Große Aufregung in Rottweiler Geschäften und Restaurants: Steuerfahnder und der Zoll waren kurz hintereinander vor Ort. Wir haben die Hintergründe.
In der Rottweiler Geschäftswelt ist das Erstaunen groß. Schließlich kommt es nicht alle Tage vor, dass die Steuerfahndung in großem Stil durch die Stadt geht und die Läden sowie Gastronomiebetriebe nacheinander „besucht“. Und bewaffnete Zollbeamte kamen, so wird berichtet, wenig später gleich hinterher.
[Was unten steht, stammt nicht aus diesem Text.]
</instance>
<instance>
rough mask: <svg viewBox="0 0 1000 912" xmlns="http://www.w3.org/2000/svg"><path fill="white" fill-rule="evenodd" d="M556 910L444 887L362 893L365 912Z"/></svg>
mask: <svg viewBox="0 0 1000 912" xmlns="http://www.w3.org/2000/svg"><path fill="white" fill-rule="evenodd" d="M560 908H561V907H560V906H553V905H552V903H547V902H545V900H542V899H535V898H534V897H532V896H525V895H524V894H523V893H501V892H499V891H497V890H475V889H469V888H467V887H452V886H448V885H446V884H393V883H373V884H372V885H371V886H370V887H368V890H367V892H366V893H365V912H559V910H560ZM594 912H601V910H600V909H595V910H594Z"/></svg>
Das sorgte nicht nur für verdutzte Ladenbesitzer, die da einfach nur ihrer Arbeit nachgingen, sondern auch für verunsicherte Kunden. Sechs bewaffnete Beamte erwartet man beim Einkaufen in Rottweil schließlich nicht unbedingt.
TSE-Kassensysteme im Visier
Doch was ist der Hintergrund der scheinbar größer angelegten Aktion? Den Steuerfahndern, die beim Finanzamt angesiedelt sind, ging es in erster Linie um die TSE-Kassensysteme, wie zu erfahren ist. Die zertifizierten technischen Sicherheitssysteme fürs Kassensystem sind Pflicht. Das ist zwar nicht ganz neu – seit 1. Januar diesen Jahres startete jedoch die offizielle Meldepflicht für diese Kassensysteme. Wer nicht handelt, riskiert Sanktionen.
Kontrolliert und ausgelesen
Mit den TSE-Systemen will der Fiskus erreichen, dass Einträge von Registrierkassen nicht mehr so einfach manipuliert werden können. Und natürlich trifft das auch alle Händler, die ohnehin immer alles korrekt abgerechnet haben. Vor Ort wurden die Kassen nun kontrolliert und ausgelesen.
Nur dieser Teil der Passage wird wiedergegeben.